我多数时间待在三藩,逢年过节会去曼哈顿陪父母,大哥也在我的固执下没再管我孤僻的生活。这几年三藩的冬天总会下起鹅毛般地大雪,有时间堆得我出不了门上学。站在皑皑的花园里,洋洋洒洒间我总是失神,仿佛回到了从前在上海的时间。朴灿烈留学的那一年,我俩从大光明影院出来,漫天的大雪堆满了街头,行人也没有几个,踩在上面都是“嘎吱”的清脆。他看我高兴,就让司机开车跟在我俩身后,牵着我的手,踩在雪上“嘎吱”“嘎吱”地一声接一声,到了外白渡桥,寒江雪似花非花简直漂亮极了。

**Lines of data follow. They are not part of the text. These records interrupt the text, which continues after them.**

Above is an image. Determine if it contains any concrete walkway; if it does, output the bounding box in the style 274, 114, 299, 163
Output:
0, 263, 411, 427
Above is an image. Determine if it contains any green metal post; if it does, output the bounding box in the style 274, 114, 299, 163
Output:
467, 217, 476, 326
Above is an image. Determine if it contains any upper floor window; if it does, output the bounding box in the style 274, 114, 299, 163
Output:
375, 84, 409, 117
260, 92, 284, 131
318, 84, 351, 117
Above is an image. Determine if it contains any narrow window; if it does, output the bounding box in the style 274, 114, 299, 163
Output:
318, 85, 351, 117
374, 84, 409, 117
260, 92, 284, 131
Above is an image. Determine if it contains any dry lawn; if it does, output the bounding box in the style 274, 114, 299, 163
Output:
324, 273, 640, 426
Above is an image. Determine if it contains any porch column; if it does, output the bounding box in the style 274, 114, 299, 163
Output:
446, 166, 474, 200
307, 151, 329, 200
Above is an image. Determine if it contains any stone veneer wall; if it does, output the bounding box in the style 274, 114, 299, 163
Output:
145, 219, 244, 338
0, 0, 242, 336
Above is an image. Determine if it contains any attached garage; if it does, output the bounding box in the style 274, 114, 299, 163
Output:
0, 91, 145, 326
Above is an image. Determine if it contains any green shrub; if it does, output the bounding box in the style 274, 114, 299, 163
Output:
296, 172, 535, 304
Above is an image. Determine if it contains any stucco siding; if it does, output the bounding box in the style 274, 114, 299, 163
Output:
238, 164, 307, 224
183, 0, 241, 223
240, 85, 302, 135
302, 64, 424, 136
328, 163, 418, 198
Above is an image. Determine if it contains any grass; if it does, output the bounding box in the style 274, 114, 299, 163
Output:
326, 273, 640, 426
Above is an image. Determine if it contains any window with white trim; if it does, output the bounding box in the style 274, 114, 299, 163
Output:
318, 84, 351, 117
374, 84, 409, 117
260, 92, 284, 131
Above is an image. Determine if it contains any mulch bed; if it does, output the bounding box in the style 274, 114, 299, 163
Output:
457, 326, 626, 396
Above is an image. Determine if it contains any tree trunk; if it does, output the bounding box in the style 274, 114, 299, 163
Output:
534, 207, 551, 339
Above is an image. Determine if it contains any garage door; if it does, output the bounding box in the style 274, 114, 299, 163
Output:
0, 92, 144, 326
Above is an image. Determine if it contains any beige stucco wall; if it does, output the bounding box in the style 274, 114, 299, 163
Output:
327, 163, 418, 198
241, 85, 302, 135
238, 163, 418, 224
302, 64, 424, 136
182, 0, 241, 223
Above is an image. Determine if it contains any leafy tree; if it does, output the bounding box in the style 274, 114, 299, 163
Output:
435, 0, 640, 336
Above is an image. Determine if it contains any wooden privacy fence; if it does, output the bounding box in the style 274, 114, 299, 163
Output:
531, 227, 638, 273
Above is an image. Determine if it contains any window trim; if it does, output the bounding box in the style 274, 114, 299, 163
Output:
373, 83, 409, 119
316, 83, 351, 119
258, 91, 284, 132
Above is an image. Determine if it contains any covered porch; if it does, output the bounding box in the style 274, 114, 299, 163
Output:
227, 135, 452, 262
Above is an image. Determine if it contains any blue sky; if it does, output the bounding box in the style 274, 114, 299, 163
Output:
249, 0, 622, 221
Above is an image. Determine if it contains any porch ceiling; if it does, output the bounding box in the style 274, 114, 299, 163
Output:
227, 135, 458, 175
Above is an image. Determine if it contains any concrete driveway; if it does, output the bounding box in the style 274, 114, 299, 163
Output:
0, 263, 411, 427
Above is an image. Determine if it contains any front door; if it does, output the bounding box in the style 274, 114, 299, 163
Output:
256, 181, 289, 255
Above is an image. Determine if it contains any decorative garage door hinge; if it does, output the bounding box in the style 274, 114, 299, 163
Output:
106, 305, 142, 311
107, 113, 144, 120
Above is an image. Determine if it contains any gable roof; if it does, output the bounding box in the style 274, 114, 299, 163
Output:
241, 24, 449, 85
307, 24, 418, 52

也就是在白渡桥,我知道了外国电影里男女主人公亲吻时会有怎样的心绪。
大雪间,隔壁空了很久的房子也来了邻居,因为同为国人的身份惺惺相惜起来。大我几岁,姓鹿,都是年轻人的关系,很快成了好友。他总是说北京的四合院落比这摩登洋房要好看,连接前后门的垂花门上盘些蔷薇要比这玻璃门上的碎琉璃美。还问我门口这些遮住光线的树为什么不处理。
不过三藩的雪,我总是一个人在欣赏。